Puto Bumbong
Puto Bumbong is a Filipino delicacy that's traditionally served during the Christmas season in the Philippines. It literally translates to steamed glutinous rice (puto) cooked in bamboo (bumbong), and it's a staple at my best friend's house, where we gather for Noche Buena at midnight on Christmas Eve. is a purple-colored sticky rice cake and shaped like small logs flavored with brown sugar, margarine or butter, and fresh grated coconut meat.

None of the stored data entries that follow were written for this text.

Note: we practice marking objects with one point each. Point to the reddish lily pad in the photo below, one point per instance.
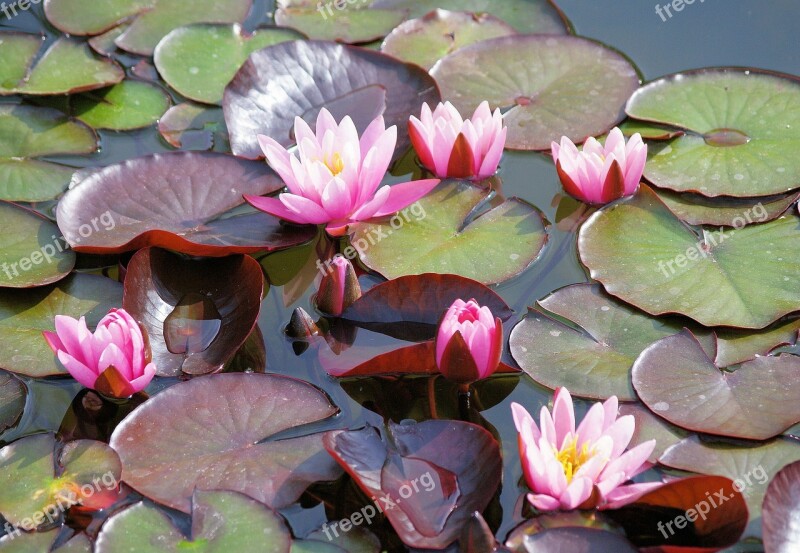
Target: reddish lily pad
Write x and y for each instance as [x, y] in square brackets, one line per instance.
[298, 78]
[35, 476]
[29, 133]
[25, 314]
[550, 72]
[181, 201]
[218, 433]
[426, 492]
[221, 521]
[195, 318]
[781, 512]
[676, 379]
[64, 67]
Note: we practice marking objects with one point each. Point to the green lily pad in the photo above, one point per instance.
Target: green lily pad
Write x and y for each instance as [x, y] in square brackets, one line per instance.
[646, 256]
[742, 131]
[38, 481]
[352, 24]
[439, 234]
[32, 250]
[696, 209]
[123, 107]
[221, 521]
[25, 314]
[28, 133]
[526, 16]
[67, 66]
[198, 61]
[426, 40]
[562, 86]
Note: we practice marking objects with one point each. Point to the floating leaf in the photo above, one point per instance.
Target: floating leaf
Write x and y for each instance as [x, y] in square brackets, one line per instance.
[199, 60]
[32, 252]
[25, 314]
[28, 133]
[742, 131]
[561, 85]
[126, 106]
[196, 318]
[434, 492]
[181, 201]
[66, 67]
[38, 483]
[221, 521]
[299, 78]
[426, 40]
[445, 238]
[217, 433]
[707, 275]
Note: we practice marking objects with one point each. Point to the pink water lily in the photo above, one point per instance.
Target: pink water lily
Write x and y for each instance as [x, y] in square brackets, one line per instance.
[114, 360]
[568, 468]
[469, 342]
[600, 174]
[452, 147]
[334, 179]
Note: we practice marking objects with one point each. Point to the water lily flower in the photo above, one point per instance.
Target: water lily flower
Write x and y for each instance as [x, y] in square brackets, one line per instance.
[452, 147]
[114, 360]
[334, 178]
[568, 468]
[339, 288]
[469, 342]
[599, 174]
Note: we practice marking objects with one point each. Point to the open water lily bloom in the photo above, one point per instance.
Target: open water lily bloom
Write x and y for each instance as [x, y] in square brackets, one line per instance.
[599, 174]
[585, 467]
[334, 179]
[114, 360]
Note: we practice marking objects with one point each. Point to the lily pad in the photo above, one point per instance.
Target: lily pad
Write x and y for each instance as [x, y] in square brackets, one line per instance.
[562, 86]
[353, 23]
[37, 481]
[221, 521]
[758, 400]
[65, 67]
[742, 129]
[782, 511]
[195, 318]
[32, 252]
[181, 201]
[25, 314]
[447, 238]
[29, 133]
[426, 40]
[708, 275]
[191, 126]
[299, 78]
[194, 436]
[123, 107]
[427, 493]
[527, 16]
[198, 61]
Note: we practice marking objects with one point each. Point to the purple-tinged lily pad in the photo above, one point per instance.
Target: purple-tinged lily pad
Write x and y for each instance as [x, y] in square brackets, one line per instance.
[742, 131]
[442, 234]
[299, 78]
[25, 314]
[561, 85]
[221, 521]
[218, 433]
[196, 312]
[179, 200]
[425, 490]
[781, 512]
[678, 381]
[706, 274]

The principle of the puto bumbong is soaking, grinding and drying galapong (rice batter) and using steam that pushes through a narrow passage to cook the desiccated batter. As soon as the steam passes through the bamboo tube, that means the puto is done and must be shaken loose from the bamboo tube which is greased with butter or coconut oil. This is topped with melted butter, muscovado sugar and grated coconut and must be eaten as soon as it is served.
Ingredients:
- 1 Pack (400 grams) glutinous rice flour
- 2 Packs (115 grams) purple yam
powder
- 2 1/2 Cups of water
- Brown sugar or mascuvado (raw
sugar)
- Banana leaves
- Grated coconut
Utensils:
- knife
- muslin cloth
- sifter or strainer
- 3 pcs bamboo tube (bumbong)
- steamer for making puto
Puto Bumbong Cooking Instructions:
- Prepare steamer with enough
water for steaming.
- In a large bowl, combine purple
yam powder and glutinous rice flour , Mix
together until well combined.
- Gradually add enough water to
the rice flour to make
a dough. Knead until smooth.
- Pinch off about 2 tablespoons
of the dough, using your hands make a ball and roll into a round and long
shape, about 4 to 5 inches in long.
- Spread margarine or butter in a
heat proof plate and layered the dough, steam for 3-4 minutes or until
done.
- Apply margarine or butter then
roll in shredded coconut and serve with muscovado sugar.